XXIII. Assim, por se encontrar, o Despacho de acusação, notoriamente desprovido de qualquer elemento de prova – relatório da autópsia - que permita, assim, uma fundada narração dos factos imputados ao Arguido, aqui Recorrente,

XXIV. Violando, assim, o disposto no artigo 283.º, n.º 3 al. f), do Código de Processo Penal, no que à indicação dos meios de prova diz respeito e o preceituado nos artigos 18.º, n.º 2 e n.º 3 e 32.º, n.º 5 da CRP, no que aos direitos de defesa do Arguido diz respeito.

XXV. No entanto, e, mais uma vez, fazendo tábua rasa de tudo o alegado pelo Recorrente em sede de motivação por si apresentada, refere o Acórdão recorrido que inexiste, também, a nulidade da acusação,

XXVI. Pois, para além do Recorrente confundir os factos que lhe foram imputados e de que tem direito a defender-se, com os meios de prova adequados a demonstrar tal ação,

XXVII. Os factos imputados ao Arguido foram concretos e objetivos e não podiam deixar de ser claramente percebidos por este, que, assim, teve toda a oportunidade de deles se defender,

XXVIII. Nesta senda, entende o aqui Recorrente ser de extrema essencialidade referir que, assumindo o despacho de acusação uma componente delimitativa e informativa, o conjunto de elementos presentes no artigo 283.º, do C.P.P.,

XXIX. Configuram elementos essenciais à validade da acusação, sendo a narração dos factos constitui o ponto fulcral do despacho acusatório.

XXX. Isto a revelar que os factos essenciais são aqueles que fundamentam a aplicação de uma pena ou medida de segurança,

XXXI. Ou seja, a narração dos factos essenciais deve ter como norteador a configuração legal do crime em apreço. Com efeito, é esta que nos transmite os elementos que devem constar na acusação.
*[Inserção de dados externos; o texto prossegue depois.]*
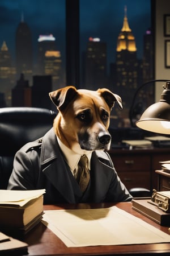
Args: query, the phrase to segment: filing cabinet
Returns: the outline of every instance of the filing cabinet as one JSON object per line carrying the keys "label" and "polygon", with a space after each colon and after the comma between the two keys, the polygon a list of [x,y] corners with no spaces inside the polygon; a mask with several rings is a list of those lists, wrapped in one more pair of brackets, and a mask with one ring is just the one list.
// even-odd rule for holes
{"label": "filing cabinet", "polygon": [[159,161],[170,160],[170,148],[111,150],[109,154],[114,167],[128,189],[134,187],[151,191],[158,189],[155,170],[161,168]]}

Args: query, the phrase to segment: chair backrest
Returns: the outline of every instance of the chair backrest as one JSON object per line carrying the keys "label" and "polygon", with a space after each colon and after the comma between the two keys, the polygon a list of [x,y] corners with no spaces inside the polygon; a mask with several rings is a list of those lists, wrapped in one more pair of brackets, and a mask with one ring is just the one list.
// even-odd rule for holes
{"label": "chair backrest", "polygon": [[0,189],[7,188],[16,152],[43,136],[53,126],[56,113],[49,109],[0,108]]}

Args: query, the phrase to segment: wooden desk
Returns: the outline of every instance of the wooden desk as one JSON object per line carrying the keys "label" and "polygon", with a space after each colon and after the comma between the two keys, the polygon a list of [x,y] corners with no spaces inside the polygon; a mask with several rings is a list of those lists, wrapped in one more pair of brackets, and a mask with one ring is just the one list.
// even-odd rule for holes
{"label": "wooden desk", "polygon": [[[99,204],[91,205],[91,208],[104,208],[113,205],[143,220],[159,229],[168,234],[167,227],[160,226],[146,217],[131,209],[131,203],[119,203],[117,204]],[[89,206],[89,205],[88,205]],[[87,205],[66,205],[63,206],[45,205],[45,210],[56,210],[61,209],[86,209]],[[127,234],[128,236],[128,234]],[[40,223],[22,239],[28,243],[28,256],[36,255],[169,255],[169,243],[157,243],[147,245],[116,245],[87,246],[80,247],[67,247],[49,229]]]}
XXXII. Ora, reportando-nos, agora, ao caso em concreto, certo é que, como é de lógica assunção, e do perfeito conhecimento do aqui Recorrente, não se deve confundir o acontecimento histórico (factos) com os meios de prova,

XXXIII. Sendo que o que releva, nesta sede, é a descrição dos factos e não das provas que os sustentam.

XXXIV. O que, de facto, não pode ocorrer é o que sucedeu no caso sub judice, no qual foi elaborado um Despacho de acusação, nele tendo sido incluídas meras conclusões genéricas e conclusivas.

XXXV. E diz-se meras conclusões genéricas e conclusivas, pois, contrariamente ao defendido no Acórdão recorrido, a factualidade descrita no despacho de acusação nunca pode ser considerado como concreta ou objetiva,

XXXVI. Desde logo porque tais conclusões, à data da elaboração da acusação, nem sequer existiam formalmente!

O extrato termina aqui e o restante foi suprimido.